What kind of citizen science projects are there?
Transkribus has been used in many different citizen science projects in digital humanities. Here are two good examples.
The Europeana project is an initiative funded by the European Union. It aims to digitise items of cultural heritage from museums, archives, and libraries across Europe and create a fully-accessible online collection. Many of those artefacts are handwritten sources, which are transcribed by citizen scientists via the Transcribathon platform.
Previously, Transcribathon only allowed volunteers to transcribe documents manually. But in 2021, Europeana and Transkribus collaborated on a new version of the platform, which would generate automatic transcriptions of the documents. These could then be proofread by the citizen scientists working on the project.
You can find out more information about the collaboration in this blog post.
Led by the Aarhus City Archives in Denmark, the RetroDigitaliserung project focuses on the digitalisation of sources written in old Gothic handwriting, which can be very difficult to read. The project is a collaboration between many small Danish archives, that would otherwise lack the resources to organise a project of this scale alone.

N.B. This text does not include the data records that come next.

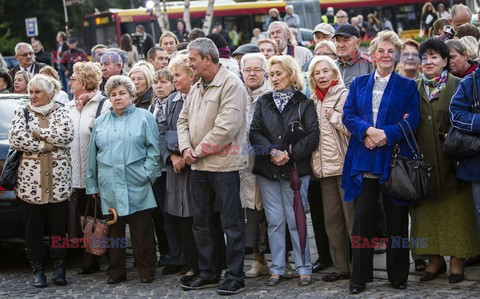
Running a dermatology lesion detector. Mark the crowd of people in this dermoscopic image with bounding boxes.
[0,4,480,295]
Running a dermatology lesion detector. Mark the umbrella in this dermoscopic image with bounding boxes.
[290,145,307,264]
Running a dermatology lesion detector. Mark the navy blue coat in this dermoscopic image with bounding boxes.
[342,72,420,205]
[450,68,480,182]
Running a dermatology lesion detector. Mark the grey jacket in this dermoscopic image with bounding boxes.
[336,51,374,89]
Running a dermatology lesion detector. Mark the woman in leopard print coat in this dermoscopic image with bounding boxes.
[9,75,74,287]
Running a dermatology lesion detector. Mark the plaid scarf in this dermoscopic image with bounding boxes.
[423,70,448,101]
[272,87,297,112]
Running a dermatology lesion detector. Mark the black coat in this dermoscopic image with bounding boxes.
[250,91,320,180]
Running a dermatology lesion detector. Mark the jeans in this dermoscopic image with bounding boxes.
[472,182,480,234]
[190,170,245,280]
[257,176,312,275]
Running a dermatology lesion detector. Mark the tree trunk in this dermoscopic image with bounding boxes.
[155,0,170,33]
[183,0,192,32]
[202,0,215,34]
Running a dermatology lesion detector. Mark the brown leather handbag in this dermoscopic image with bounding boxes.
[80,198,118,255]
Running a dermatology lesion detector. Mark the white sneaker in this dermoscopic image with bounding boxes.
[245,262,270,278]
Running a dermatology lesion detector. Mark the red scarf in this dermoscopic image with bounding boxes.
[315,80,338,102]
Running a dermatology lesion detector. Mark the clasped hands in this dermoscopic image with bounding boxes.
[363,127,387,150]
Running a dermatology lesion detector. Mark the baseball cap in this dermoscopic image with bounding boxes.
[313,23,335,35]
[333,24,360,37]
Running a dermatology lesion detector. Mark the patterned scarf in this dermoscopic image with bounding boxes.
[272,87,297,112]
[423,70,448,101]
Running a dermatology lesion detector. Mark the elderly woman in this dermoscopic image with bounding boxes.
[8,75,73,288]
[397,38,421,80]
[86,76,161,284]
[13,70,32,94]
[128,66,153,109]
[307,56,354,281]
[412,39,480,283]
[160,54,199,283]
[148,69,174,268]
[342,31,420,294]
[250,56,319,286]
[158,31,178,59]
[257,38,278,60]
[240,53,270,277]
[65,62,111,275]
[38,65,70,105]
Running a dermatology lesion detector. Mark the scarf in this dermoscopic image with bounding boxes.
[423,70,448,101]
[27,100,58,116]
[218,46,230,58]
[272,86,297,112]
[315,80,338,102]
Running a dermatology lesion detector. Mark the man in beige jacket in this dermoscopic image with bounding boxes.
[177,38,248,295]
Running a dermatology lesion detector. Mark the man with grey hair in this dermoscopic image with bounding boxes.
[268,21,313,69]
[177,38,248,295]
[8,43,45,92]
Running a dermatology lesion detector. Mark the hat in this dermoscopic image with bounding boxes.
[333,24,360,37]
[313,23,335,36]
[232,44,260,57]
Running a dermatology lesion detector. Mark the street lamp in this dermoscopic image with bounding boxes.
[145,0,156,40]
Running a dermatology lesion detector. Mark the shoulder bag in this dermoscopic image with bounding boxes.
[0,108,29,189]
[381,120,432,202]
[443,72,480,161]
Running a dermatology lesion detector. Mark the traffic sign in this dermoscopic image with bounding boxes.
[25,18,38,37]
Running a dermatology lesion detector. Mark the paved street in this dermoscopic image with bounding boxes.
[0,214,480,298]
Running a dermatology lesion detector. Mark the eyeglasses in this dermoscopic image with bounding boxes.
[17,52,33,57]
[243,68,265,75]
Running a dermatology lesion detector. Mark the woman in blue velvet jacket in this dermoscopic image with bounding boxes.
[342,31,420,294]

RetroDigitaliserung trains citizen scientists, the majority of who are already of retirement age, to transcribe sources using Transkribus. To do this, they organise workshops around the country and create online resources, teaching the volunteers how to use the software. They have also worked with history students at the University of Aarhus. As the volunteers complete transcriptions, these are published on the project website, making them accessible to everyone.

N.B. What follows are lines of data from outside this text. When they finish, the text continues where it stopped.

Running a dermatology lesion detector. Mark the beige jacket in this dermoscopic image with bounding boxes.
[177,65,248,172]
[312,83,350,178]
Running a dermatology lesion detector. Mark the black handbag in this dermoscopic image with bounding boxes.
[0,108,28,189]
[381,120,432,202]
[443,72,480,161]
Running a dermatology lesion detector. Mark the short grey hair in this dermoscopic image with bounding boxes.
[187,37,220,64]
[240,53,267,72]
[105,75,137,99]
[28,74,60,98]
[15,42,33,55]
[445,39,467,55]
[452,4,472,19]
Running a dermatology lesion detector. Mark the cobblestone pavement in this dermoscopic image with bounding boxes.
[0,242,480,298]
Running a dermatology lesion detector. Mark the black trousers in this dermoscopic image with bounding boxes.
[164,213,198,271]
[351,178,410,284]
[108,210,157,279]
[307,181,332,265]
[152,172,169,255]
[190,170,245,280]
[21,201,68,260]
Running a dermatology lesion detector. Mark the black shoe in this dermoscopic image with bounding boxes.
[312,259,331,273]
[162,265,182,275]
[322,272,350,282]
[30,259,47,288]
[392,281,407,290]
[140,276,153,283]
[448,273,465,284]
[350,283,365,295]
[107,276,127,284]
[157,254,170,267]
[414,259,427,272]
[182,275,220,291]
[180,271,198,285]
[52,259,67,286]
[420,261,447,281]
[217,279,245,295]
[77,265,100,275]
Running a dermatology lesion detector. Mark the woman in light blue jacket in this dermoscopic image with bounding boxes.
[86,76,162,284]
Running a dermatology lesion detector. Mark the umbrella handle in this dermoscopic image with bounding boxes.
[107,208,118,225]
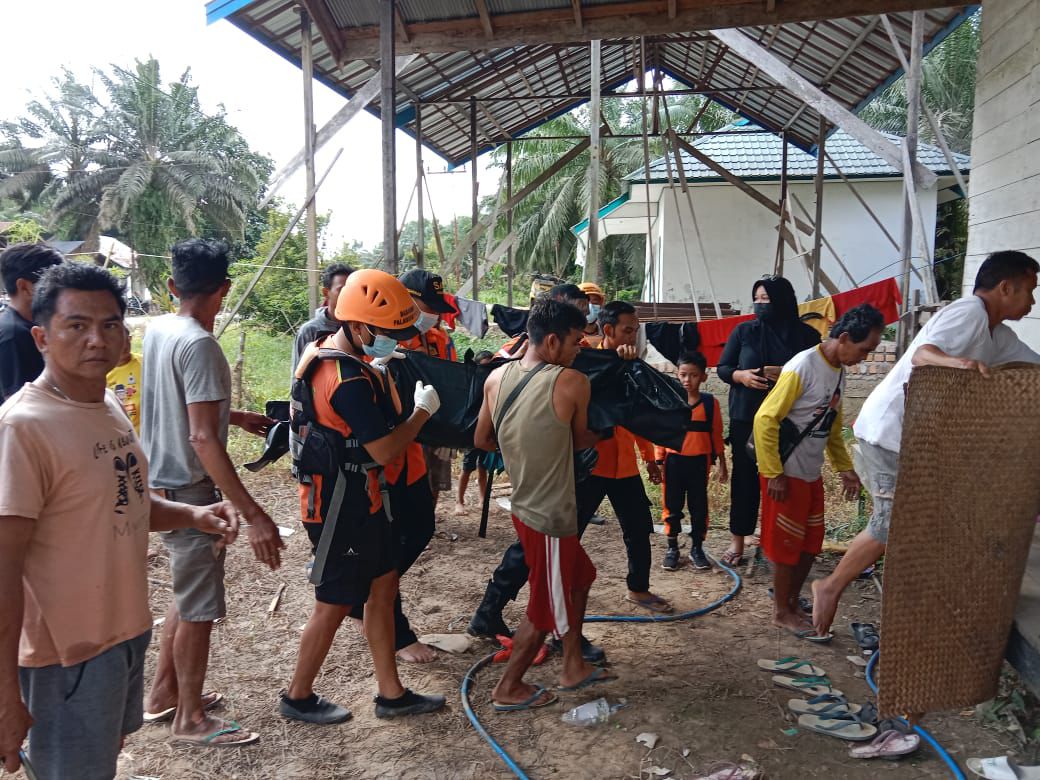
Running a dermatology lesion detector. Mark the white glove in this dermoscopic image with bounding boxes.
[370,349,405,373]
[415,380,441,417]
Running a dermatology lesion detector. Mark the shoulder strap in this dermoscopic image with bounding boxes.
[495,363,547,432]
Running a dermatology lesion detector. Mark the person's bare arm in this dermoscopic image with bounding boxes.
[910,344,990,376]
[0,516,33,773]
[149,496,238,545]
[473,368,502,452]
[188,400,285,569]
[552,368,603,449]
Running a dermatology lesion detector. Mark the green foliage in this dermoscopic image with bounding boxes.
[229,203,328,333]
[0,59,272,300]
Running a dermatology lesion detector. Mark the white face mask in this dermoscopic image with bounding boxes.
[415,312,440,333]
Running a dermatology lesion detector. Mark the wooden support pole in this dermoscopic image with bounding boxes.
[812,116,827,298]
[673,134,812,235]
[415,103,418,268]
[469,98,476,301]
[711,27,935,187]
[380,0,397,276]
[505,140,516,308]
[581,41,600,282]
[773,130,787,277]
[300,7,318,315]
[896,11,929,355]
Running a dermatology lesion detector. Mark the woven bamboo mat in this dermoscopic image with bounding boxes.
[878,364,1040,718]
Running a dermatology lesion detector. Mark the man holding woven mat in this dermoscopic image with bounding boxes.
[754,304,885,642]
[812,251,1040,634]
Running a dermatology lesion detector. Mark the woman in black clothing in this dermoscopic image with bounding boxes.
[719,277,820,566]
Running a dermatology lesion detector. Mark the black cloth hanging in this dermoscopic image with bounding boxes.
[390,349,690,449]
[491,304,530,337]
[646,322,701,370]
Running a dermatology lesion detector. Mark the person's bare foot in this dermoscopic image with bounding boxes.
[809,579,841,635]
[170,717,260,748]
[773,612,810,631]
[491,681,554,706]
[397,642,437,664]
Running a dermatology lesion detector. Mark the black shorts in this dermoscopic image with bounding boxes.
[462,447,488,471]
[304,497,397,606]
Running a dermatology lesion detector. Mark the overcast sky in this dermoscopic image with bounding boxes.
[0,0,499,251]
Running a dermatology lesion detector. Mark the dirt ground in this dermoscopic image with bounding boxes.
[120,469,1009,780]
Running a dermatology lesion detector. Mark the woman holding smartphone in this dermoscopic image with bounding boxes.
[719,276,820,566]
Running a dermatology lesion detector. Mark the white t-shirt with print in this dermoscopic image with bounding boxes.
[853,295,1040,452]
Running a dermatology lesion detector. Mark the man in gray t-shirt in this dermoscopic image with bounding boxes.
[140,238,284,747]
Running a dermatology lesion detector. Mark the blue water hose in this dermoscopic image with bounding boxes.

Anette Larner of the RetroDigitaliserung project recently did a wonderful presentation about the project, which you can find on YouTube.
How can I set up my own citizen science project with Transkribus?
Transkribus is ideal for citizen science projects in digital humanities. The platform allows many different people to work on the same documents or collections, making it easy to combine with citizen science methods.
The first step is to learn how Transkribus works yourself. Having a good knowledge of the platform will help you to set up the project in the most efficient way and solve any problems that the volunteers are having. If you’ve never used Transkribus before, there are plenty of how-to guides on our website, as well as video tutorials on YouTube.
Once you have some experience in Transkribus, you can set up a citizen science project. To do this, all the documents that need transcribing should be uploaded to Transkribus and organised into a collection. This collection can then be shared with the volunteers. Each citizen scientist also needs their own Transkribus account, so that they can view the collection that has been shared with them.
The volunteers can then either create their own manual transcriptions of the documents or proofread the automatic transcriptions created by Transkribus. If you are training your own model for the project, you will first need to provide a certain number of manual transcriptions, known as “Ground Truths” (you can find out more about Ground Truths and the training process in this how-to guide). These can also be transcribed by citizen scientists.
If you need to train your citizen scientists to read a certain type of handwriting before they start work on the actual transcriptions, we can also recommend the Transkribus Learn platform. Transkribus Learn teaches people how to read many older styles of handwriting through a series of quizzes, which become progressively harder as time goes on. You can also add your own documents to the platform and train your volunteers in the specific handwriting used in your project.